Unlocking the Power of AI in RevOps
At Mops-Apalooza recently, I listened to Rey Ong, Vice President of Product at Openprise, talk about how to leverage AI in RevOps. Many people are excited about the promise of AI, as they have been for decades. Now that AI is increasingly available to at-the-keyboard staff, how should RevOps teams use it, and for what?
Rey first suggested having a framework for the evaluation of AI. There are three main types of AI: general AI LLMs, built-ins, and plug-ins.
- General AI tools such as HuggingFace’s custom LLMs, OpenAI’s GPT APIs, and Meta’s LLAMA are tools trained on generic data and can be further customized. B2B organizations are unlikely to have enough data to customize their own LLMs or will find it costly because the dataset needs to be tagged, which is labor-intensive.
- Built-in AI solutions such as OpenAI’s ChatGPT, Google’s Bard, and Salesforce’s Einstein and are trained on generic data with context to work only within a specific environment.
- Plug-ins or plug-and-play products with AI such as Gong, Marketo, and Zoom and are trained on more specific data and context with the aim to automate tasks, reduce manual work and increase efficiency.. These are the tools RevOps teams should explore first.
Is an AI-assisted workflow efficient?
Before using an AI assistant, ask if it would be efficient and truly help the business, your team, and your customers. Often in RevOps, each new tool or workflow needs an administrator or minder, which adds to the workload, creating less efficiency than imagined. Understanding your RevOps processes and its current inefficiencies will help you focus on where best to apply AI tools and whether it will increase overall efficiency.
Run through this checklist to evaluate overall efficiency:
- Is an administrator or workflow minder required? How much time do they need?
- Are salespeople doing more manual work (eg fact checking, editing, etc) to make this work effectively?
- Are content creators spending more time editing vs. shipping?
- Does AI-generated content from chatbots and support helpers create confusion among customers?
Security and risk with third-party AI platforms
How confident are you that the tool is secure and compliant for your environment and jurisdiction. It’s important to ask these hard questions because if you place proprietary data into the tools and they outsource their AI to a third party, how does your DPA cover this situation? Consider:
- You company’s compliance and risk procedures.what data you share with the AI tool.
- Whether the platform sends your query to another third-party platform to do the real processing. and whether your DPA covers this processing the potential risk to the organization and your customers if this data is leaked.
Operationalizing AI to Deliver ROI in RevOps
The next step is determining how to operationalize AI within your GTM operation and daily workflow. To me, this is always the most critical question for any new workflow or new tech. AI has to be applied to solve a real problem. Is there an inefficiency in the business that will be made more efficient with this AI tool?

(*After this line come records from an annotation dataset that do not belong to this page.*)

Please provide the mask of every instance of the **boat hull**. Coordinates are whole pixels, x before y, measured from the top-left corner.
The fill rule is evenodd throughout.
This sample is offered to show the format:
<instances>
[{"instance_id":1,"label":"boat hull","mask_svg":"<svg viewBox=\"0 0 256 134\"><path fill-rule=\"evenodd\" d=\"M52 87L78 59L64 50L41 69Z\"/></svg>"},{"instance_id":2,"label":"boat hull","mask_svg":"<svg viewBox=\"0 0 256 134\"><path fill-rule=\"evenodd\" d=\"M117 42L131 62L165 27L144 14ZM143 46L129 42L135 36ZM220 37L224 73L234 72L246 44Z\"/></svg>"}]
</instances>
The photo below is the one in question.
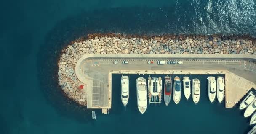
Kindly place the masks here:
<instances>
[{"instance_id":1,"label":"boat hull","mask_svg":"<svg viewBox=\"0 0 256 134\"><path fill-rule=\"evenodd\" d=\"M221 91L221 89L220 88L221 84L223 84L224 87L225 82L224 78L222 77L218 77L217 78L217 98L219 103L221 103L224 98L224 88L223 90Z\"/></svg>"},{"instance_id":2,"label":"boat hull","mask_svg":"<svg viewBox=\"0 0 256 134\"><path fill-rule=\"evenodd\" d=\"M256 126L253 126L247 134L254 134L255 133L256 133Z\"/></svg>"},{"instance_id":3,"label":"boat hull","mask_svg":"<svg viewBox=\"0 0 256 134\"><path fill-rule=\"evenodd\" d=\"M143 77L139 77L137 79L137 104L138 105L138 109L141 114L144 114L147 107L147 85L146 84L146 80ZM143 90L139 91L139 86L142 86ZM140 89L141 88L139 88ZM141 100L140 98L141 98Z\"/></svg>"},{"instance_id":4,"label":"boat hull","mask_svg":"<svg viewBox=\"0 0 256 134\"><path fill-rule=\"evenodd\" d=\"M255 97L255 96L253 94L253 92L250 91L240 104L239 109L243 110L247 108L253 102Z\"/></svg>"},{"instance_id":5,"label":"boat hull","mask_svg":"<svg viewBox=\"0 0 256 134\"><path fill-rule=\"evenodd\" d=\"M186 85L186 82L188 82L189 84ZM186 86L189 86L189 87L186 87ZM184 77L183 78L183 91L184 91L184 95L187 100L188 100L191 94L191 88L190 88L190 80L188 77Z\"/></svg>"},{"instance_id":6,"label":"boat hull","mask_svg":"<svg viewBox=\"0 0 256 134\"><path fill-rule=\"evenodd\" d=\"M200 100L200 81L197 79L193 79L192 81L193 85L192 86L192 97L193 101L197 104ZM197 84L197 87L196 87L196 84ZM196 89L197 88L198 89Z\"/></svg>"},{"instance_id":7,"label":"boat hull","mask_svg":"<svg viewBox=\"0 0 256 134\"><path fill-rule=\"evenodd\" d=\"M254 113L250 120L250 125L251 125L256 124L256 112Z\"/></svg>"},{"instance_id":8,"label":"boat hull","mask_svg":"<svg viewBox=\"0 0 256 134\"><path fill-rule=\"evenodd\" d=\"M129 77L122 76L121 80L121 100L124 106L126 106L129 100ZM126 90L125 91L125 89Z\"/></svg>"},{"instance_id":9,"label":"boat hull","mask_svg":"<svg viewBox=\"0 0 256 134\"><path fill-rule=\"evenodd\" d=\"M179 88L176 87L176 83L179 82L180 84L180 79L179 77L175 77L174 78L174 82L173 82L173 100L176 104L178 104L181 100L181 88L180 86ZM176 91L176 88L179 88L179 91Z\"/></svg>"},{"instance_id":10,"label":"boat hull","mask_svg":"<svg viewBox=\"0 0 256 134\"><path fill-rule=\"evenodd\" d=\"M250 116L256 110L256 106L255 106L254 105L256 104L256 100L254 99L253 101L248 106L248 107L245 110L245 113L243 114L243 116L245 117L248 117Z\"/></svg>"}]
</instances>

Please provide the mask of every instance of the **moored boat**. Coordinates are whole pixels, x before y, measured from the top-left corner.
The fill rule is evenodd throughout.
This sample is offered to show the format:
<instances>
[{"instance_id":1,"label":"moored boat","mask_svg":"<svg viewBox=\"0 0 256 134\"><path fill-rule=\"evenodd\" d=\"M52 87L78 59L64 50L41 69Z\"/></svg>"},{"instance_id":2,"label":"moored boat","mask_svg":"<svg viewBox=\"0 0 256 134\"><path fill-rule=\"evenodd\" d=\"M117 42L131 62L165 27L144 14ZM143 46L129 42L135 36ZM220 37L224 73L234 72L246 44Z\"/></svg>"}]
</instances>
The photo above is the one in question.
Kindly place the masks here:
<instances>
[{"instance_id":1,"label":"moored boat","mask_svg":"<svg viewBox=\"0 0 256 134\"><path fill-rule=\"evenodd\" d=\"M143 114L147 109L147 85L146 79L139 77L136 80L137 85L137 103L139 111Z\"/></svg>"},{"instance_id":2,"label":"moored boat","mask_svg":"<svg viewBox=\"0 0 256 134\"><path fill-rule=\"evenodd\" d=\"M254 98L255 98L255 95L253 94L252 91L250 91L240 104L239 109L243 110L247 107L253 101Z\"/></svg>"},{"instance_id":3,"label":"moored boat","mask_svg":"<svg viewBox=\"0 0 256 134\"><path fill-rule=\"evenodd\" d=\"M221 103L224 98L225 80L223 77L217 77L217 98Z\"/></svg>"},{"instance_id":4,"label":"moored boat","mask_svg":"<svg viewBox=\"0 0 256 134\"><path fill-rule=\"evenodd\" d=\"M210 101L212 103L216 97L216 81L214 77L208 77L208 96Z\"/></svg>"},{"instance_id":5,"label":"moored boat","mask_svg":"<svg viewBox=\"0 0 256 134\"><path fill-rule=\"evenodd\" d=\"M178 77L174 78L173 82L173 100L176 104L179 103L181 100L181 80Z\"/></svg>"},{"instance_id":6,"label":"moored boat","mask_svg":"<svg viewBox=\"0 0 256 134\"><path fill-rule=\"evenodd\" d=\"M149 104L161 103L162 98L162 78L160 77L157 78L151 77L149 75L149 77L148 84L148 94L149 101Z\"/></svg>"},{"instance_id":7,"label":"moored boat","mask_svg":"<svg viewBox=\"0 0 256 134\"><path fill-rule=\"evenodd\" d=\"M171 99L171 88L172 82L171 75L170 76L166 76L165 77L164 98L165 103L166 106L168 106Z\"/></svg>"},{"instance_id":8,"label":"moored boat","mask_svg":"<svg viewBox=\"0 0 256 134\"><path fill-rule=\"evenodd\" d=\"M247 133L247 134L256 134L256 126L253 126L251 130Z\"/></svg>"},{"instance_id":9,"label":"moored boat","mask_svg":"<svg viewBox=\"0 0 256 134\"><path fill-rule=\"evenodd\" d=\"M192 97L194 103L196 104L200 99L200 81L197 79L193 79L192 84Z\"/></svg>"},{"instance_id":10,"label":"moored boat","mask_svg":"<svg viewBox=\"0 0 256 134\"><path fill-rule=\"evenodd\" d=\"M190 88L190 80L188 77L183 77L183 90L185 97L188 100L190 96L191 88Z\"/></svg>"},{"instance_id":11,"label":"moored boat","mask_svg":"<svg viewBox=\"0 0 256 134\"><path fill-rule=\"evenodd\" d=\"M128 76L122 76L121 85L122 102L125 106L127 105L129 100L129 77Z\"/></svg>"},{"instance_id":12,"label":"moored boat","mask_svg":"<svg viewBox=\"0 0 256 134\"><path fill-rule=\"evenodd\" d=\"M253 99L253 101L251 103L249 106L246 108L243 116L245 117L250 116L256 110L256 98Z\"/></svg>"},{"instance_id":13,"label":"moored boat","mask_svg":"<svg viewBox=\"0 0 256 134\"><path fill-rule=\"evenodd\" d=\"M94 111L91 112L91 116L93 119L96 119L96 114L95 114L95 112Z\"/></svg>"},{"instance_id":14,"label":"moored boat","mask_svg":"<svg viewBox=\"0 0 256 134\"><path fill-rule=\"evenodd\" d=\"M251 125L256 123L256 112L253 115L250 120L250 125Z\"/></svg>"}]
</instances>

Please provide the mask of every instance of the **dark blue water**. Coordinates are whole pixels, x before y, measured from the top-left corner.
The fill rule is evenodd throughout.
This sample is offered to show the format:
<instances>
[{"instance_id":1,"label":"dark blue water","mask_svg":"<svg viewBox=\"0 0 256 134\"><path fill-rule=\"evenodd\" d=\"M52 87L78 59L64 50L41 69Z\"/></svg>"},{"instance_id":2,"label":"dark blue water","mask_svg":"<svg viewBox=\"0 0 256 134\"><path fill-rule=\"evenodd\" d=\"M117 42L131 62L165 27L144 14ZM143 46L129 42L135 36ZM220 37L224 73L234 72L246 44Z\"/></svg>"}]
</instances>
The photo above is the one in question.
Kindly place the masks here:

Would this new workflow cause other inefficiencies (and implications)?
For example, let’s look at possible efficiencies from a new workflow to pull Gong transcripts into Salesforce while generating a series of follow-up emails based on those transcripts to help sales follow up faster and more effectively. (thanks Michael Fan!).
- Sales reduces time to follow up with clear action items.
- Capture meeting transcripts and summaries to do more rapid sales manager feedback and give better context to other teams.
Potential friction and cost:
- Revenue Operations now needs a prompt engineer and/or workflow engineer to build and maintain this flow.
- Email copywriter needs to draft the frame or madlib format.
- Sales enablement required to train and evangelize this workflow. Does sales feel it helps them (what they feel may be a more powerful ROI than actual data)
- Human QA and sales editing needed.
Is the time savings greater than the resources to build and maintain this function? It very well may be!
According to Rey, the best area to apply AI is to automate rote activities using a plug and play products with AI in specific functions of your RevOps business process.
A great rote data example from Joao Antunes is for data normalization and enrichment from a human-entered field. Instead of picklists that may not be inclusive, he left the Job Title field in open text for any language. Then he can use an automated workflow to pass the field to an AI to categorize it to their preferred 20 picklist options. This is a great way to lower friction on Form Fill while letting automation handle data cleanup.
As we explore the tremendous potential for AI to be our assistants today and in the near term, it’s crucial to remember that AI relies on good, solid data as its foundation for making informed decisions and generating meaningful insights. Without high-quality data, AI algorithms can produce inaccurate results and unreliable predictions. How will you use it?